Nesse cenário, o Brasil foi um dos países mais prejudicados pelo pânico nos mercados financeiros globais nesta semana. Nossa moeda foi uma das que mais se desvalorizaram e ontem chegou a bater nos R$ 4,80. Investidores ao redor do mundo estão cada vez mais pessimistas com o impacto da epidemia na economia global, mas as perdas no Brasil foram vitaminadas por fatores domésticos. Decepção com dados econômicos e previsões menores para o PIB brasileiro neste ano também pesam sobre os ativos brasileiros – especialmente no câmbio. Para a diretora de pesquisa do FMI, Gita Gopinath, os países precisam agir rapidamente para impedir que uma crise temporária provoque danos permanentes para famílias e empresas. Para Gita, é preciso evitar que se rompa “a rede de relações econômicas e financeiras entre trabalhadores e empresas, financiadores e tomadores de empréstimo, fornecedores e consumidores” em todo o mundo. Programas temporários de transferência de renda, subsídios e isenções de tributos são algumas das medidas defendidas.

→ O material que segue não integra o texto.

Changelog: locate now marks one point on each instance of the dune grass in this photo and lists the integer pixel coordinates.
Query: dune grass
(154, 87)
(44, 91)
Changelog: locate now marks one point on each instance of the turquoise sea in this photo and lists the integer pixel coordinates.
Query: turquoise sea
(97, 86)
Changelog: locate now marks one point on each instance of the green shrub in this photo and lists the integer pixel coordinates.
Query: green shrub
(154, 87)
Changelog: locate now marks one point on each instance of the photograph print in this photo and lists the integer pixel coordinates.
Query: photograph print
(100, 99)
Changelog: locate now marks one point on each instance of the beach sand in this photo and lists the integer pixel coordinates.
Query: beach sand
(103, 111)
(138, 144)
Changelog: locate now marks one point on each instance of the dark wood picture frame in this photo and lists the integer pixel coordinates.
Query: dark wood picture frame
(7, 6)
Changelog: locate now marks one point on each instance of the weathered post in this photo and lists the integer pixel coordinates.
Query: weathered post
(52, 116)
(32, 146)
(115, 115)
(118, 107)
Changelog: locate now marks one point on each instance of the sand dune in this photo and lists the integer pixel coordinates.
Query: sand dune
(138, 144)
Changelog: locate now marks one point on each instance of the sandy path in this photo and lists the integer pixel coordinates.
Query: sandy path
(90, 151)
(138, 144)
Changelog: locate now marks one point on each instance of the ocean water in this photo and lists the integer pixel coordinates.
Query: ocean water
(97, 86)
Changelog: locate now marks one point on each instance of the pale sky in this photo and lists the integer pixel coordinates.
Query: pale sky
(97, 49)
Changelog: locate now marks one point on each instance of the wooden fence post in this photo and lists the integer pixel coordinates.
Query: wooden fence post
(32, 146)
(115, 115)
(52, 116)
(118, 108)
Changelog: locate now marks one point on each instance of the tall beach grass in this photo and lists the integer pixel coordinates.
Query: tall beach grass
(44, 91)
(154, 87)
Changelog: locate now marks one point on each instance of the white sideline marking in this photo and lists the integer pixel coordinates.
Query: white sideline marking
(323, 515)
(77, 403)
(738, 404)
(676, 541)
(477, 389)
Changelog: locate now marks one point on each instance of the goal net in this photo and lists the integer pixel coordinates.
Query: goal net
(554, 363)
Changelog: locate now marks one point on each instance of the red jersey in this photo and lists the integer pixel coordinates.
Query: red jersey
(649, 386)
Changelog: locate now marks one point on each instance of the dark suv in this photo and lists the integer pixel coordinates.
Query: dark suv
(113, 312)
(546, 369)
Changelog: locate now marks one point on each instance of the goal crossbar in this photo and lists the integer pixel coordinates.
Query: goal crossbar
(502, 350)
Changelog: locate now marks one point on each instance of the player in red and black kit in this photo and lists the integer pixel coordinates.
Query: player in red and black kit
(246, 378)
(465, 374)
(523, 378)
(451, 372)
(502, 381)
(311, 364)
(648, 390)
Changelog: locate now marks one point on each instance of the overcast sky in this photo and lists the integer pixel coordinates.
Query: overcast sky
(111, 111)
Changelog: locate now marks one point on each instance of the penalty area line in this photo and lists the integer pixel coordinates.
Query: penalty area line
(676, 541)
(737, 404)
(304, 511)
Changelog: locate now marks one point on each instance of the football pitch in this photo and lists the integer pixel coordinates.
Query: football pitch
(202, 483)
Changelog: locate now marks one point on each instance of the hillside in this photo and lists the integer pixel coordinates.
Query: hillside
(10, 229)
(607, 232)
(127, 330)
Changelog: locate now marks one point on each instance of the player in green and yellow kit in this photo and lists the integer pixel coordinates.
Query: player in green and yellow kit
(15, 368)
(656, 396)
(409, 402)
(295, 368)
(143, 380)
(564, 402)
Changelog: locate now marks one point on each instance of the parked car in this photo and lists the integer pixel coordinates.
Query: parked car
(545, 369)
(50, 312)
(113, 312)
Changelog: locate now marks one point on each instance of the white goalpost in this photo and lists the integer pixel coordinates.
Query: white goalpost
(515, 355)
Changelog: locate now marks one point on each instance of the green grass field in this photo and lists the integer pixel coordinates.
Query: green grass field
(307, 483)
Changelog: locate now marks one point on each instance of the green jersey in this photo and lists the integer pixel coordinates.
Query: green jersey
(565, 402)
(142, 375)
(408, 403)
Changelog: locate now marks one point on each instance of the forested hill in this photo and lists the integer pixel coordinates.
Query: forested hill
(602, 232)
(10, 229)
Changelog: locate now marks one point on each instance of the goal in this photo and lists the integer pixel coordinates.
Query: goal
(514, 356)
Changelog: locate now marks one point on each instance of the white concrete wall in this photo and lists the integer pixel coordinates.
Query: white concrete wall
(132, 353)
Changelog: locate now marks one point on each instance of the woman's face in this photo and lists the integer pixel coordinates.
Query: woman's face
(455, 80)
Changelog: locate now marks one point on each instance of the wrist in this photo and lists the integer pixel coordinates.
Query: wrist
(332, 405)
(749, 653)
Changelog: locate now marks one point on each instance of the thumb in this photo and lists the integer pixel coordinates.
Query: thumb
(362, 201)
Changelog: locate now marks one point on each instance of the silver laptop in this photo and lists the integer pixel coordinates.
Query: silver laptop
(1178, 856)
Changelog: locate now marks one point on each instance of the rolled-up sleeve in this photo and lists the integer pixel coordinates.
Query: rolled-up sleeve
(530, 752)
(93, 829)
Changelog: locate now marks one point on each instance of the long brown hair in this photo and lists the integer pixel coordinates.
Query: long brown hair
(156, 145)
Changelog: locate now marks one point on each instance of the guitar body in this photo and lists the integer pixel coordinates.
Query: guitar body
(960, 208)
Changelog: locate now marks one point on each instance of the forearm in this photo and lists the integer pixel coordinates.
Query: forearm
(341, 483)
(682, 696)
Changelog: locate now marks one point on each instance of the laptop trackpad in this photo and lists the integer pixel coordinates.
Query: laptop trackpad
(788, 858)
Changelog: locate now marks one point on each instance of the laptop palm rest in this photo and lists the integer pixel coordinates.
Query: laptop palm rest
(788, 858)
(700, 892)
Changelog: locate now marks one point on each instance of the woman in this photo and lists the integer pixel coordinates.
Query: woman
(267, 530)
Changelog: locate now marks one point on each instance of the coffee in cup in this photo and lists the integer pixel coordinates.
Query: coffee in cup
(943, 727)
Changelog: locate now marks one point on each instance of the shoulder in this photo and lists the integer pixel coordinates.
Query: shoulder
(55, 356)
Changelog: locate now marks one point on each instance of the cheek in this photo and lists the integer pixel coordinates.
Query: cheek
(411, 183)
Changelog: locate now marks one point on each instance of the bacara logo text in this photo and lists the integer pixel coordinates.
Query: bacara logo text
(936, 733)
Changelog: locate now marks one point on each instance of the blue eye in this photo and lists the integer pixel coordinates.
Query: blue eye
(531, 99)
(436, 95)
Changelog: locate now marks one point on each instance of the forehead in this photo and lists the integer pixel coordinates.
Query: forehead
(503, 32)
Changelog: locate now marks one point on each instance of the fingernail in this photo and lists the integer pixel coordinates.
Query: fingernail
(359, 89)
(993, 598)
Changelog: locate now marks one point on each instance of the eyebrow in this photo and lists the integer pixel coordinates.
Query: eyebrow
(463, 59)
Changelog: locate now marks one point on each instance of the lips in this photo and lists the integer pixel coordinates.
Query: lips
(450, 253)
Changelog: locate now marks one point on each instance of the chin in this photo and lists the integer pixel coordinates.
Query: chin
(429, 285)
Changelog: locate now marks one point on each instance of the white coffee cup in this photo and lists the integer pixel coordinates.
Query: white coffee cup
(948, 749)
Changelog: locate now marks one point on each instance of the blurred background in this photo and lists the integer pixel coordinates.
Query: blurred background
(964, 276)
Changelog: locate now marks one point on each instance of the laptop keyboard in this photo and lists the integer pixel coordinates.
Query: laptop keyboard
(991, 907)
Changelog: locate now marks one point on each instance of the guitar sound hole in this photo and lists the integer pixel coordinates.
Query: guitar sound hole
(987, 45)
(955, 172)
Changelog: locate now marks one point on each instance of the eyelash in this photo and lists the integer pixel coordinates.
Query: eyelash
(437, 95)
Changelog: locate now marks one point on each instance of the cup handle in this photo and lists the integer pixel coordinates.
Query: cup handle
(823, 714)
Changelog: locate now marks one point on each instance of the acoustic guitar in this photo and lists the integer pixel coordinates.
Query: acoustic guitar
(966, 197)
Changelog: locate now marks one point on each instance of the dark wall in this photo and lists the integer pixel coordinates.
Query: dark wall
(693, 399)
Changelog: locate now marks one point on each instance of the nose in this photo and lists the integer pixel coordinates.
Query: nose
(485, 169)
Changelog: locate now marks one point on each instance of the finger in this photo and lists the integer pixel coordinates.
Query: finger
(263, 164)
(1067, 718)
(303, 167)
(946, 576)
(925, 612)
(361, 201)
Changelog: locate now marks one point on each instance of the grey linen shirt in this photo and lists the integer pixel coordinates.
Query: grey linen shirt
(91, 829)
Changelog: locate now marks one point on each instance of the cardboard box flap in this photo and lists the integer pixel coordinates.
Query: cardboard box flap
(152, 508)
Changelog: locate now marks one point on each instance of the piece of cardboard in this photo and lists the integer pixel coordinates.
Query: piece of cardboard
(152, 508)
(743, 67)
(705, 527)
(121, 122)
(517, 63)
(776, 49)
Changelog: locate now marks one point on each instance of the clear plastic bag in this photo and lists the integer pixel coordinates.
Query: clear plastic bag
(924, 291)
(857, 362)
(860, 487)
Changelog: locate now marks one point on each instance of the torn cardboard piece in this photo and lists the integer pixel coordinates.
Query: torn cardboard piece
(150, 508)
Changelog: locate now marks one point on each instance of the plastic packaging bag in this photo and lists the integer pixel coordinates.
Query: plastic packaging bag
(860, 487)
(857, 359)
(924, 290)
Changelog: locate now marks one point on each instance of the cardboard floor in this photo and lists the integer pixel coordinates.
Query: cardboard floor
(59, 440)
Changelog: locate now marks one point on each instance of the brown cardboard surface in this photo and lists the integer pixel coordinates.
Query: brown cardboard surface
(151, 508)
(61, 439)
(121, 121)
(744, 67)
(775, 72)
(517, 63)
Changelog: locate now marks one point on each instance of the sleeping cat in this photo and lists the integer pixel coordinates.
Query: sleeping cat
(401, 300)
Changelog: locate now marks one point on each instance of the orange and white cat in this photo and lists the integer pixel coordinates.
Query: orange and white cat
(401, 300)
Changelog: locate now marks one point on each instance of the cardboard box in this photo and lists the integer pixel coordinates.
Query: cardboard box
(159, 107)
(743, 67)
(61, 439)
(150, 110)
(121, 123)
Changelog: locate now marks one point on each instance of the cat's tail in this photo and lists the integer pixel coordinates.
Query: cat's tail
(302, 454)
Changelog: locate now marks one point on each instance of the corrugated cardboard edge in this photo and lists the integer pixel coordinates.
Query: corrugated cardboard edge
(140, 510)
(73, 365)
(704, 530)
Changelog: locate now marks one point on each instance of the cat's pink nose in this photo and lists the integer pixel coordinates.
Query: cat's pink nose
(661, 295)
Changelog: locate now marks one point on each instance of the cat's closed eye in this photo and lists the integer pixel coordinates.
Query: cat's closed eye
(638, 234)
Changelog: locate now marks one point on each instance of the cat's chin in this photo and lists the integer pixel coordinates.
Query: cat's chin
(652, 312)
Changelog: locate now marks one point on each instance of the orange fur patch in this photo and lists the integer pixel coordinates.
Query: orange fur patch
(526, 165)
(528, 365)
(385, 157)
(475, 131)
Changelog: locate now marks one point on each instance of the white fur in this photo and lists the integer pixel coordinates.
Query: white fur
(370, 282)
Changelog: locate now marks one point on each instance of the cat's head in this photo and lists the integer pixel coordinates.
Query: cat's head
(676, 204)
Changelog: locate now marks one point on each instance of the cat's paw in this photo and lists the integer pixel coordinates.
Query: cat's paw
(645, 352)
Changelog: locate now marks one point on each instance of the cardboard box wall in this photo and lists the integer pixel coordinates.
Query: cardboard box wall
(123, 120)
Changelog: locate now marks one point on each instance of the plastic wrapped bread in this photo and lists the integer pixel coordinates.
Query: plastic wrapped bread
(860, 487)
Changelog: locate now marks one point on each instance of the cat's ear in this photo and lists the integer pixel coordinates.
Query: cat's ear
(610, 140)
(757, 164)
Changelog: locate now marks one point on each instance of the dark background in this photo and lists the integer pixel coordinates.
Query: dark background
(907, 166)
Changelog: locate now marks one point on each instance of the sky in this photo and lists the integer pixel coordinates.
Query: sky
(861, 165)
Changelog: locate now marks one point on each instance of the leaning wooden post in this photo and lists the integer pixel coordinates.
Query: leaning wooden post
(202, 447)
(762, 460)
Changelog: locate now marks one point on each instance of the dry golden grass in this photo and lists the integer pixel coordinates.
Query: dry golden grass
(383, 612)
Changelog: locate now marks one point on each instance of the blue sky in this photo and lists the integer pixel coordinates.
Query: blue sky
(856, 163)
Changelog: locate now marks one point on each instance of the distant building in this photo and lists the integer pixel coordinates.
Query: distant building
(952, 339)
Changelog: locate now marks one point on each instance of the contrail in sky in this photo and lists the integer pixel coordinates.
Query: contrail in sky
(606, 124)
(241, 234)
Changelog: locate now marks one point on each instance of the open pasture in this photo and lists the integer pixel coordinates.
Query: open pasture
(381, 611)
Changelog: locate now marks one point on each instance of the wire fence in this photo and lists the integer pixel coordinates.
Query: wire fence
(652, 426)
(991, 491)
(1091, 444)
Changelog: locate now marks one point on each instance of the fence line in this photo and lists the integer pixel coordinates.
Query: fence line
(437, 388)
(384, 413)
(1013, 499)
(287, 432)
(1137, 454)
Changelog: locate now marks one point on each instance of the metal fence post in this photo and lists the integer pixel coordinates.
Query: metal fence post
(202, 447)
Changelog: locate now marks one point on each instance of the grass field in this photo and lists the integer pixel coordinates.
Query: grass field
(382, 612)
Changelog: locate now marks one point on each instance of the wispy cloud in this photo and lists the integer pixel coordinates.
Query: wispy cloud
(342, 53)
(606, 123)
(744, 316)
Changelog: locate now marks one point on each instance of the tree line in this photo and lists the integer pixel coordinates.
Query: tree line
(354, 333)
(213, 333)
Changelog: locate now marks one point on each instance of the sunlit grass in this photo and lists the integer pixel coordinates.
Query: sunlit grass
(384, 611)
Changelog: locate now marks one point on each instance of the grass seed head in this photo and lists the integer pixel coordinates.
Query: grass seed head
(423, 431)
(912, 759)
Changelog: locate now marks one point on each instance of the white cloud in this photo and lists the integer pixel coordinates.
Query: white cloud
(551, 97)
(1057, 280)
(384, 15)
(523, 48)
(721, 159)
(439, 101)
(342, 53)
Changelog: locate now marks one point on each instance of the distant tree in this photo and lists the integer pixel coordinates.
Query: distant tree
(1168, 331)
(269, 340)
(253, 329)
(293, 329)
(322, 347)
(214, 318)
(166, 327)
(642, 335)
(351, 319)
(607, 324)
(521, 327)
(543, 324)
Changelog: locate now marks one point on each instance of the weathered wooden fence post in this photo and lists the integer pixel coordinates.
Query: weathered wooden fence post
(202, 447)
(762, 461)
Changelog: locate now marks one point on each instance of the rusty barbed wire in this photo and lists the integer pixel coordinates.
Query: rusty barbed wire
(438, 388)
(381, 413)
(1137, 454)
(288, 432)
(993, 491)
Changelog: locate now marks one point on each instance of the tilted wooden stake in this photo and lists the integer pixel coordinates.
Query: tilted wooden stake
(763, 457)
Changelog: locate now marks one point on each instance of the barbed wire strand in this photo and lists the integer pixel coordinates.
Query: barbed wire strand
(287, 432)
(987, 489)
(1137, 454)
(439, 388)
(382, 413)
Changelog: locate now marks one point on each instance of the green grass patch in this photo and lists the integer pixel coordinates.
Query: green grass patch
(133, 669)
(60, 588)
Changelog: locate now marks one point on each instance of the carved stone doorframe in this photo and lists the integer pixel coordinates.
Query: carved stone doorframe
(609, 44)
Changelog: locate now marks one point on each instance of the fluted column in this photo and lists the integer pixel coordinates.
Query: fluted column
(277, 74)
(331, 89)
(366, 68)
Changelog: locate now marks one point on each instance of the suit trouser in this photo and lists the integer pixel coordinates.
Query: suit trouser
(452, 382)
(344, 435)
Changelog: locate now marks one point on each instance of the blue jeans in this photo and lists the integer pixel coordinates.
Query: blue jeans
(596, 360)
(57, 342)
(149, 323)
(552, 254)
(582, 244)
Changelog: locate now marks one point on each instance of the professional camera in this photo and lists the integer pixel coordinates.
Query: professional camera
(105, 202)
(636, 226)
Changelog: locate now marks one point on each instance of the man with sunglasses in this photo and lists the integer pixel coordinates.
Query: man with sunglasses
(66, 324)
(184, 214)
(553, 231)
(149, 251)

A diretora do FMI recomenda que os governos reforcem a proteção tanto a desempregados quanto a trabalhadores afastados por problemas de saúde, aumentando a duração de benefícios ou relaxando as exigências para obtê-los. O fato é que o avanço do coronavírus deve reduzir o crescimento da economia brasileira neste ano, frustrando mais uma vez as previsões dos analistas. E não se trata apenas da pandemia. O atual presidente prefere perder tempo com questões menores, jogando para terceiros a culpa pelas questões mal resolvidas. Enquanto isso, a equipe econômica não parece ter ideia clara do que fazer nesse momento cruciante. Com isso, a incerteza tende a se elevar. Sem confiança no governo e em sua política econômica, não há investimento; sem investimento, nenhum país consegue crescer.